I am not qualified to speak for Austrian Economics, but here you go in brief for free market economics generally:

All transactions in a free market are voluntary. That is, both parties to the transaction must gain something, or else they wouldn't participate at all. Austrian economics, and other free market schools of thought, wish to protect the liberty of each individual to make such transactions because that allows society to better organize itself, more efficiently, than if resources were distributed by the government.

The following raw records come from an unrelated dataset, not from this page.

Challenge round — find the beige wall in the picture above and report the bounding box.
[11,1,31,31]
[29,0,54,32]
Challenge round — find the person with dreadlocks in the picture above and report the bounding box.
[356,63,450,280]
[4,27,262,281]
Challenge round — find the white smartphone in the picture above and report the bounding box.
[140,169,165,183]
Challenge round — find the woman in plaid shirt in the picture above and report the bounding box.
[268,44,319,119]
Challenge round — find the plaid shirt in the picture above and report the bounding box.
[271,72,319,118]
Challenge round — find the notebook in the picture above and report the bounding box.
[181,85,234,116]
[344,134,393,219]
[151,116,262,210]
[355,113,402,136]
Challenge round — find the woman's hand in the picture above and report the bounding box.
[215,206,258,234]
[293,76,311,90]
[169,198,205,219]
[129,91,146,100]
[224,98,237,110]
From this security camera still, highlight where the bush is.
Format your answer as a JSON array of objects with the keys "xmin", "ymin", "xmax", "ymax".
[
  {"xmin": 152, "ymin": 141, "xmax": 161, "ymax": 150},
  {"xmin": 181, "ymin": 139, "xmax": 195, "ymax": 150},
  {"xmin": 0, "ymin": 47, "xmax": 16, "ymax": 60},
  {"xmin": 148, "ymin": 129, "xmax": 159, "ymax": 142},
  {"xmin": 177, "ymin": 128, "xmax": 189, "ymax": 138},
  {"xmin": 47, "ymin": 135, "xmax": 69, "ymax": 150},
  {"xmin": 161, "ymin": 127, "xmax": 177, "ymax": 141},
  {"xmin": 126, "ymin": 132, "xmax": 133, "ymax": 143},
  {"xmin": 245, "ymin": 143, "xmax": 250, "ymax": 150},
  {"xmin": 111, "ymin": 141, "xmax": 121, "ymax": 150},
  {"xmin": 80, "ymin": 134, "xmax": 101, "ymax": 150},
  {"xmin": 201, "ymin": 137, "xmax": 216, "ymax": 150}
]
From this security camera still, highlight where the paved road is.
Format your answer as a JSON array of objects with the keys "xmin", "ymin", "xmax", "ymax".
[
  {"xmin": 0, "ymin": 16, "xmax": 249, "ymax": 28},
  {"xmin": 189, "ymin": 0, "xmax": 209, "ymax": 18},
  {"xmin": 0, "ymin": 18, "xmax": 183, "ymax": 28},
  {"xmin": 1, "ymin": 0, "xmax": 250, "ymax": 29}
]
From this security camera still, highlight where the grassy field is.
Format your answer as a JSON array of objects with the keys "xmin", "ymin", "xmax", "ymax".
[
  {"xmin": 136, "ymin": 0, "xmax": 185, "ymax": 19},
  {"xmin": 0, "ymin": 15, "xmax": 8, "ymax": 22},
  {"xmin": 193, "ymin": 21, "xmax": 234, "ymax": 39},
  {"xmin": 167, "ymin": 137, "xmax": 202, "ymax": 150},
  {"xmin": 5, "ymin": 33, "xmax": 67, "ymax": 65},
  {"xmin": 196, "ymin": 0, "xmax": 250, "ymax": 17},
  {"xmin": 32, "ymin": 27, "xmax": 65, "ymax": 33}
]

There are only two real alternatives when it comes to the distribution of our scarce resources (chiefly capital and labor):

1. The government chooses how to distribute the resources
or
2. The market freely allocates those resources according to how consumers and producers interact

In the first model, an all-powerful central government takes, by force, the product of labor of the people (that is, their wealth) and then chooses how to distribute that wealth among the citizens. *This is trickle-down, more than anything else in the world.*

The second model presupposes that people should be free to act upon their own will when it comes to how resources are used and invested, and as a result, wealth is created by individuals interacting voluntarily. The unit of production is fundamentally the individual. *That is trickle-up.*

But realistically, "trickle-down" and "trickle-up" do not exist, because people voluntarily band together into organized entities to improve their production capacity, which can make them a bigger player in the marketplace (i.e., a corporation). But on a basic level, the individual still exists as the base unit: a corporation is composed of individuals participating voluntarily of their time, labor, and skills. The consumer who purchases that corporation's product or service must feel that they benefit more by buying it than if they did not have it; or alternatively, you could say that the amount of wealth represented by price X of the product is of less utility to them than owning the product or buying the service. No corporation or individual can become rich in _a free market_ without benefitting a bunch of people by providing some service or product to them. A corporation that extorts, commits fraud, or uses government to gain an advantage is not operating by the rules of a free market. It is using government to its own ends. See "Occupy Wall Street."

The basic concept here is this: the fundamental unit of the market is a participating individual, engaging in voluntary transactions.

The fundamental unit of everything that would restrict the market is government, which forces its will upon individuals and engages in coercion, not voluntary action.

----------